When the temperature drops to 0 degrees Celcius or below for at least a week running, the Department for Work and Pensions will award an extra £25 a week to pensioners and benefits claimants.
This will cost the Treasury an estimated £228m for 2013.
The payment used to be £8.50 a week, but in 2008/9, the then Labour government raised it to £25 as a temporary measure. The higher payment was kept the following year, and the coalition government made it permanent.
But it is harder to compare this payment under different governments, as it really depends on the weather.
Mr Cameron might claim that the payments have increased under his government, and they have. Last winter, £146m was spent on 5.8 million individual payments. That was up from the year before, when £129m was paid out to 5.2 million households.

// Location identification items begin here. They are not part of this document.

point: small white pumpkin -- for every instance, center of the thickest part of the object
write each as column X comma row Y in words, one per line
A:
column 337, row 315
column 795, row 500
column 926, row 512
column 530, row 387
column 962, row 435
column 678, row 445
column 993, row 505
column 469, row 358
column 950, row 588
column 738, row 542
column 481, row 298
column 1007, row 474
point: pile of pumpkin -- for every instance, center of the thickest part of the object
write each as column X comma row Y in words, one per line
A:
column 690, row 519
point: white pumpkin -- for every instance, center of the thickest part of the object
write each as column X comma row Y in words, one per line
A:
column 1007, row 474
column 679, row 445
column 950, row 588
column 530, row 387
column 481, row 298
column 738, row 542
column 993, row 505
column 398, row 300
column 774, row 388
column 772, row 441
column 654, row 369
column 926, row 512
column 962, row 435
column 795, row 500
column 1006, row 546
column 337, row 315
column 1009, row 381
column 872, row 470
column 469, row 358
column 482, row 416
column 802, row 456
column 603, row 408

Only that year – 2011/12 – was a massive drop from the year before. In 2010/11, £435m was spent on the payments.
This was because the following winter was milder.
Whether fuel poverty has gone up or down under Labour really depends on which definition we might use. Under the previous one it went up, but under the new definition the government wants to adopt, it went down.
That’s purely if we look at the number of people affected. It’s worth pointing out that, even if the number of households defined as fuel-poor went down, the average household has faced an increasingly severe squeeze.
In its Annual Report on Fuel Poverty Statistics DECC said that the average fuel poverty gap per household has increased by £26 to £448 since 2010, largely because of energy prices.
So fuel poverty has become a more acute problem under the coalition, if not more widespread.
FactCheck also takes issue with the claim that Winter Fuel Payments have been maintained, when they’ve clearly been cut. Mr Cameron might claim that he means the payment has been retained rather than being scrapped, but the pensions minister said that he expected the changes to adversely affect 25,000 households.
It’s true that the government has raised payments on Cold Weather, but that’s largely thanks to the weather.
Groups such as National Energy Action also stress that energy efficiency measures are crucial to the argument, and they point out that England is the only UK nation which provides no tax-funded efficiency programmes for vulnerable households.
So Mr Cameron’s words will be cold comfort to householders facing a winter of being in the red.